Age groups (adoption patterns; Pew 2024 applied locally)

  • Teens (13–17): social media is near-universal; heavy YouTube, Snapchat, TikTok; Facebook minimal.
  • 18–29: ~95% use social media; Instagram, TikTok, Snapchat strong; YouTube universal; Facebook used but not primary.
  • 30–49: ~85–90%; Facebook and Instagram core; YouTube routine; TikTok rising.
  • 50–64: ~70–80%; Facebook and YouTube dominate; Pinterest notable.
  • 65+: ~50–60%; Facebook primary; YouTube for news/how‑to; lower multi‑platform use. Motley County’s older age structure means a larger share of Facebook/YouTube relative to teen‑heavy platforms.

Gender breakdown (platform tendencies; Pew 2024)

  • Overall social media adoption is similar for men and women locally.
  • Female-leaning: Facebook (slight), Instagram (slight), Pinterest (strong).
  • Male-leaning: Reddit and X/Twitter; YouTube slightly male-skewed.
  • TikTok and Snapchat are closer to balanced among younger users.

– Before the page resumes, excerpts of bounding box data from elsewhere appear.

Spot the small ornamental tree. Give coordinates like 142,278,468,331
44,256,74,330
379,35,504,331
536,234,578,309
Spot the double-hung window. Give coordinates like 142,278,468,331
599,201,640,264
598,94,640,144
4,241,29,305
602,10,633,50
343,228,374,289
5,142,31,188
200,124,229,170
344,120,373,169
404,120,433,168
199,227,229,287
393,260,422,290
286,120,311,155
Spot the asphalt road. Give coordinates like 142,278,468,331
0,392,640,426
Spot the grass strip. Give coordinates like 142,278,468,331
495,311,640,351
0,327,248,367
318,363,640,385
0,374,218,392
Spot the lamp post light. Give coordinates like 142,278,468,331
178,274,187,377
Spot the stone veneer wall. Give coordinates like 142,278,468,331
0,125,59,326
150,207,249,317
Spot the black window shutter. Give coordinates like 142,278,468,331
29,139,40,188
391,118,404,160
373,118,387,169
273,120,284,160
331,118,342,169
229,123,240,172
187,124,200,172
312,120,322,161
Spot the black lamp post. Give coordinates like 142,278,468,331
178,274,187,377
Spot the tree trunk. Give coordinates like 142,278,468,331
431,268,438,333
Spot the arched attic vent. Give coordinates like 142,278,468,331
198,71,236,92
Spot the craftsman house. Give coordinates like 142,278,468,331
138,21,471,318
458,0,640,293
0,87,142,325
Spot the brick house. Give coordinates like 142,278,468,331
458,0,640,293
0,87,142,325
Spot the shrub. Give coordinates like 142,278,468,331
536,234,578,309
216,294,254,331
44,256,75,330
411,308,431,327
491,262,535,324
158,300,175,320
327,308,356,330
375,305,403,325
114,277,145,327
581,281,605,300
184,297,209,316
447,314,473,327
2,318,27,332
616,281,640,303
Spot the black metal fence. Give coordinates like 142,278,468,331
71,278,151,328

Behavioral trends (rural Texas patterns observable in Motley County)

  • Community coordination: Facebook Groups and Pages (civic updates, school sports, churches, county notices); Marketplace is the default for buy‑sell‑trade.
  • Video-first consumption: YouTube for weather, farm/ranch how‑tos, equipment repairs; TikTok/shorts for entertainment, recipes, and crafts.
  • Messaging gravity: Facebook Messenger and SMS carry most private sharing; WhatsApp is niche (family ties, cross‑border or oilfield contacts).
  • Peak activity: Evenings and weekends; spikes during severe weather, local events, school seasons.
  • Creator base: Small but active; local businesses, boutiques, and service providers post on Facebook/Instagram; short‑form video adoption is growing but bandwidth-sensitive.
  • Trust and discovery: Word‑of‑mouth amplified via Facebook; local influencers and admins of community groups drive reach more than national creators.
  • Access constraints: Mobile‑first use; some households have data caps or variable broadband, favoring compressed short video and fewer live streams.

Method note

  • Motley County lacks direct, platform-by-platform measurement. Figures above are 2024 estimates derived by applying Pew Research Center social media adoption rates (with rural adjustments) to Motley County’s population and age structure, and cross-checked against NTIA internet-use benchmarks for Texas/rural areas.

Sources

  • U.S. Census Bureau, 2020 Decennial Census (population).
  • NTIA Internet Use Survey (2023) for internet adoption and household subscription benchmarks.
  • Pew Research Center, Social Media Use in 2024 (platform adoption by age, gender, community type).
  • Pew Research Center, Teens, Social Media and Technology (for teen platform patterns).